In the Chapters of the Fathers 428, Rabbi Elazar HaKappar says “jealousy, lust and honor remove a person from the world.” What does this mean? One explanation is that these things color a person’s vision. Instead of dealing with the “real world,” he or she instead sees the world from a distorted perspective. And, of course, this unrealistic perspective limits the person, preventing him or her from doing things which otherwise would be entirely possible and appropriate. The victim is shackled, regardless of his or her self-perception. He’s a slave to society.
In other words, it is very easy to be a slave to our desires, and emotions. How many people in the free world are drowning in debt because they are literally slaves to their desires for material things? How many people are slaves to anger and other emotions, which cause them to act in destructive and regrettable ways? How many people have a gambling, sexual or any addiction? At the end of the day that person, briefly, wakes up and cries “Oh! What did I do?! Another day wasted. It is even possible to be a slave to an ideal that leads a person to ruination. 
Rabbi Oelbaum says that the fundamental importance of the Torah is to enable us to overcome and do the opposite of our nature, to break the one aspect of our personality that we have a tough time overcoming. This is the primary goal of life.
Perhaps this is what G-d intended when approaching the nations and asking, are you ready to accept for real, and therefore you would have to eradicate stealing or murder or whatever weakness one has.

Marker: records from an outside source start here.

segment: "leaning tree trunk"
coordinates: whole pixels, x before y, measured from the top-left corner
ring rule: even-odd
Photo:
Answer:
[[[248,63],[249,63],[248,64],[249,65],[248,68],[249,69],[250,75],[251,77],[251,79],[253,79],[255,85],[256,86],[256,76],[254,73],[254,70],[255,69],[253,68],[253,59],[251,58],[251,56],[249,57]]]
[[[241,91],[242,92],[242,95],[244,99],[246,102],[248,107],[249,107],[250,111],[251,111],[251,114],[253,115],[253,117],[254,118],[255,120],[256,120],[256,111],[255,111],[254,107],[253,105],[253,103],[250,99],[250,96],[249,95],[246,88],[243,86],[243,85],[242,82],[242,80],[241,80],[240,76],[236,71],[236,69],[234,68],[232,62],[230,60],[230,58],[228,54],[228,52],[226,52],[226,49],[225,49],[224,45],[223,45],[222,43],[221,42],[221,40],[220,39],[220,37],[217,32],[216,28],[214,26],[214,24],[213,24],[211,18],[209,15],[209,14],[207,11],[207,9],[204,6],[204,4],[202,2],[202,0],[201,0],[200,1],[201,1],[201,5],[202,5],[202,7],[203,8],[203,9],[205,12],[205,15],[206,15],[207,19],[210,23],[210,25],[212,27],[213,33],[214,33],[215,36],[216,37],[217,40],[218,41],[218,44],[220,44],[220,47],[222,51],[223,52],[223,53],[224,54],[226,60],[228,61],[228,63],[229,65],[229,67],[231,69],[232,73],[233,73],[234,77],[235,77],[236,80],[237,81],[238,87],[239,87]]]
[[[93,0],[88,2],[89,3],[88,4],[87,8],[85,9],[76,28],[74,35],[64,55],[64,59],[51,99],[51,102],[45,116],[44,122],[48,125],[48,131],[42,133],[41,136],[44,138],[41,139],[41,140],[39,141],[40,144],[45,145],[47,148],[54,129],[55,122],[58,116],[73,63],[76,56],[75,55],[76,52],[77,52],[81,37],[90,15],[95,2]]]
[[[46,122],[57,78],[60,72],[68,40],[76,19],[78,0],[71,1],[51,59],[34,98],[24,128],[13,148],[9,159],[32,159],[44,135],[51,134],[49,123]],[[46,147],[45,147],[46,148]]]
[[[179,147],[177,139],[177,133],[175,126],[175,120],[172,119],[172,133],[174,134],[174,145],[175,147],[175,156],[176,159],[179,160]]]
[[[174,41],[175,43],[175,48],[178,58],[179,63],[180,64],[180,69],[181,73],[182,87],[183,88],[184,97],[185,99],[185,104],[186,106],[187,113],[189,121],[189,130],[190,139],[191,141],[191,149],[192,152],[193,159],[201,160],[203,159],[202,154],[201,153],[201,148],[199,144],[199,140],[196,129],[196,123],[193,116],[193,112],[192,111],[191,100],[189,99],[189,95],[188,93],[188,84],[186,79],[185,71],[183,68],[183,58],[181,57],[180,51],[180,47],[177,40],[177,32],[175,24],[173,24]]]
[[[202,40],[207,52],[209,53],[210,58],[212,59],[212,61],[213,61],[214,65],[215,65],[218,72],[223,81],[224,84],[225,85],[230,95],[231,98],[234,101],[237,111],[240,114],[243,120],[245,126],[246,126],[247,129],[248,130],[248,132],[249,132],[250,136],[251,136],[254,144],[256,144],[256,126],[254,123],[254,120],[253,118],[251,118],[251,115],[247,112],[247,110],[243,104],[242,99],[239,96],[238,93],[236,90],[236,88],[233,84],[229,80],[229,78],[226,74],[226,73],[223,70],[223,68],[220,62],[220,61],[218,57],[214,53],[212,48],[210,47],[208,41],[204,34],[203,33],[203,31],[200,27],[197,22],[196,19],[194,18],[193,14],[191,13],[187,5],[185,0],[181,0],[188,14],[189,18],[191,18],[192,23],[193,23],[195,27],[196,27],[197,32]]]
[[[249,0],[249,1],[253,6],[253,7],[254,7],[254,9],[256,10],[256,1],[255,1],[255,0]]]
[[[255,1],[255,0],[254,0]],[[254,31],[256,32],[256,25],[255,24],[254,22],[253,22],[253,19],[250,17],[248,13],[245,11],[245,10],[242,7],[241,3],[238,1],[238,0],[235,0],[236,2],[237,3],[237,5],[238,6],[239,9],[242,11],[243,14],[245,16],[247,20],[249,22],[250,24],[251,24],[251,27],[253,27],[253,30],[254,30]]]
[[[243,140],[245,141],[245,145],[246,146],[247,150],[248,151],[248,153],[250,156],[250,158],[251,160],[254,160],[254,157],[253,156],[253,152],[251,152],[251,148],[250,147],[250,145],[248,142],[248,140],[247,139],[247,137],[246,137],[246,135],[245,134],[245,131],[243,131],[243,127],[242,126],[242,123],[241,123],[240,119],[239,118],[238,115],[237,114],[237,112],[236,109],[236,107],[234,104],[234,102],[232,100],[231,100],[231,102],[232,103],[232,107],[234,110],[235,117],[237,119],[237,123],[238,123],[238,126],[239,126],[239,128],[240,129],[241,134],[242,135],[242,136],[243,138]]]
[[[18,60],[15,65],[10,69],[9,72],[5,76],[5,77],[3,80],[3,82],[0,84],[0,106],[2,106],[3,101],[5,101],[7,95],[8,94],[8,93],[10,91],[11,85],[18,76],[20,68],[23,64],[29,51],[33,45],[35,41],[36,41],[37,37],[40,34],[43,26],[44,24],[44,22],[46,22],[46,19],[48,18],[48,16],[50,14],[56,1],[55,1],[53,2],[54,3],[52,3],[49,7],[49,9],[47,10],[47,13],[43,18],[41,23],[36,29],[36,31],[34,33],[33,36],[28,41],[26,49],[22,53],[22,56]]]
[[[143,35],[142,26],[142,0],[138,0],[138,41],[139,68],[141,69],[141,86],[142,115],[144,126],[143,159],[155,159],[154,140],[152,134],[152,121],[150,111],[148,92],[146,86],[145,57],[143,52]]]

Rav Eliyahu Lopian teaches an important awareness of freedom of choice. This is an important aspect of man. However, one should know the definition of freedom of choice is not that one can do whatever he wants. If that was so, what is man’s superiority over animals? They too can do whatever they want. The definition of freedom of choice is that he’s able to choose himself and go against his nature, against his natural instincts and animals cannot do this.
The Torah, if studied correctly enables us to be free “Cherut”. It enables us to break away from slavery of the natural animal instinct. The Torah prepares us for proper freedom, the way man, not animal, is supposed to be free.